L’automne : la saison des peaux mortes
3 Novembre 2017 , Rédigé par F.S Publié dans #montagne
Celles qu’on laisse derrière soi comme on vide un vieux cendrier, comme on jette un vêtement trop longtemps porté et dont on s’était mille fois promis de s’en débarrasser. Beaucoup disent que l’automne est leur saison préférée, alors qu’ils ne supportent pas, en temps normal, la mélancolie. Elle est inhérente à la l’automne, comme une sœur jumelle. La lumière rasante, les feuilles mortes que l’on piétine alors qu’elles ont passé l’été à nous faire de l’ombre en nous rafraîchissant, les brumes électriques matinales et la chute parfois brutale des températures : tout cela ne signe-t-il pas « le petit bonheur d’être triste » selon la définition d’Hugo ?

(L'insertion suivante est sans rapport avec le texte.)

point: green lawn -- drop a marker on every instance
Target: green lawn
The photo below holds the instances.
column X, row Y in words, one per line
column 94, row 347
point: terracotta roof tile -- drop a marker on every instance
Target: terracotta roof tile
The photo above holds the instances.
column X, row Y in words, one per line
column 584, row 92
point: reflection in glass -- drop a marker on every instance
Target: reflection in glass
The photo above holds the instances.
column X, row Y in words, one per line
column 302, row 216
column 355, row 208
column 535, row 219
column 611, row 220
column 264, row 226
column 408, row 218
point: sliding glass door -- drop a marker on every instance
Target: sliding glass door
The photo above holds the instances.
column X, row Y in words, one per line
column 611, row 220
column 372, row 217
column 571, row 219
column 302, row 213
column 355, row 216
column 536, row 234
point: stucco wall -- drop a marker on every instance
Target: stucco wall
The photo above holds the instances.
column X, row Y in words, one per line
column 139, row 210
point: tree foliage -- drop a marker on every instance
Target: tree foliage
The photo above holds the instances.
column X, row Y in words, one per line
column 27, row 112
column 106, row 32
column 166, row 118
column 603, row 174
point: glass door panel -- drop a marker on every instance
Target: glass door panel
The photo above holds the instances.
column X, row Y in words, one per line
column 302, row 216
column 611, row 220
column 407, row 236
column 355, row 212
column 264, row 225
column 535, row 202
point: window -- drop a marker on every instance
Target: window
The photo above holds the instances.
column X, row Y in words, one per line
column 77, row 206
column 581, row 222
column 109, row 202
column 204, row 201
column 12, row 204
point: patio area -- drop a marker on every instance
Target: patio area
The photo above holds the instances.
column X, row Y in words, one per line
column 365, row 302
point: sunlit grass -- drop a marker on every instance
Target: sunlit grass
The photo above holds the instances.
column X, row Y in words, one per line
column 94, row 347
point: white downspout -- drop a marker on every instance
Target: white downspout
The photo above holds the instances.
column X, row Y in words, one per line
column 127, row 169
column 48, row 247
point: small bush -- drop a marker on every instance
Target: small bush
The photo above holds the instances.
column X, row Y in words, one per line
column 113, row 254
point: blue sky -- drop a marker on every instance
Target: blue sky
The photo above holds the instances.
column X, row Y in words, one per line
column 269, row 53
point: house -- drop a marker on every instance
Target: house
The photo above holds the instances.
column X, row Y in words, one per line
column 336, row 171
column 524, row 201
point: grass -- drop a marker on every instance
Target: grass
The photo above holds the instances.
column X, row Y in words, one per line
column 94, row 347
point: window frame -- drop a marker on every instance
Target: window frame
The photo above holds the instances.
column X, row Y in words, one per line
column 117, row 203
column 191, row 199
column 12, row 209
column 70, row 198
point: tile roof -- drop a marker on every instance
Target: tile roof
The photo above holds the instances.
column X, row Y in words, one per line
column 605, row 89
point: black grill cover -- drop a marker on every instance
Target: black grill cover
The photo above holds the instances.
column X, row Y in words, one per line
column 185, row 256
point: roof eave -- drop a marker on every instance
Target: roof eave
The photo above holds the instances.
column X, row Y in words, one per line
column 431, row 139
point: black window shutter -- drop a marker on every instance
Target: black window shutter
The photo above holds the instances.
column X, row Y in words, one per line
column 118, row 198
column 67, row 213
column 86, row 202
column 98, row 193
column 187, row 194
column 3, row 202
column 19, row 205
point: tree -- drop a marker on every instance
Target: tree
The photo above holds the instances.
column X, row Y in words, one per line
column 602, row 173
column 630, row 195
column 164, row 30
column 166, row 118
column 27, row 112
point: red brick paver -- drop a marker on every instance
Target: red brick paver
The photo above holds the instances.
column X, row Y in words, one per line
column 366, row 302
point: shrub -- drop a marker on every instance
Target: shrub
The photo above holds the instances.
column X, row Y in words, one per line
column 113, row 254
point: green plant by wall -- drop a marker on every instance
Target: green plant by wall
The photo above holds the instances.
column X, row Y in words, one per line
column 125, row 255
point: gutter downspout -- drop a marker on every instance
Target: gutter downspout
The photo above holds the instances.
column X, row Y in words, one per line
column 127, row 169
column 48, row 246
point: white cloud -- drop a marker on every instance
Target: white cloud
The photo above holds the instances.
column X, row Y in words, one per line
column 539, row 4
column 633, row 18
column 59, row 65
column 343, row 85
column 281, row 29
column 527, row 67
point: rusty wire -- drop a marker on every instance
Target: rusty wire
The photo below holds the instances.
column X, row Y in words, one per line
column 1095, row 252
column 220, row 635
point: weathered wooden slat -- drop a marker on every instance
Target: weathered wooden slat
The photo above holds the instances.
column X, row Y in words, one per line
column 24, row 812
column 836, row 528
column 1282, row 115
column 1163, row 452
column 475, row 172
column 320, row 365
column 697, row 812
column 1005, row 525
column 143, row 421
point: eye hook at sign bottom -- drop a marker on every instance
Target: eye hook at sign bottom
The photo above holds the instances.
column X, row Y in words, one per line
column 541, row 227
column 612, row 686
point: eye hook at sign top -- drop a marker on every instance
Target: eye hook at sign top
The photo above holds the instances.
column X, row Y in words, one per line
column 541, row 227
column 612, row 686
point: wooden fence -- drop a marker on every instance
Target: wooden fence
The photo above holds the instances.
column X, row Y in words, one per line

Ici, l’herbe jaunit comme d’anciennes photos trop longtemps exposées. La montagne se vide et même les vautours semblent préparer leurs valises. L’Homme s’y fait plus rare, bien que les plus âgés viennent, une dernière fois avant l’hiver, réchauffer leur arthrose sans savoir s’ils reverront le printemps. Pour meubler le silence sépulcral des roches sans vent – qui leur fait peut-être penser à celui des cimetières où ils reposeront bientôt – ils parlent, parlent, parlent à en déchirer l’azur, et nos oreilles.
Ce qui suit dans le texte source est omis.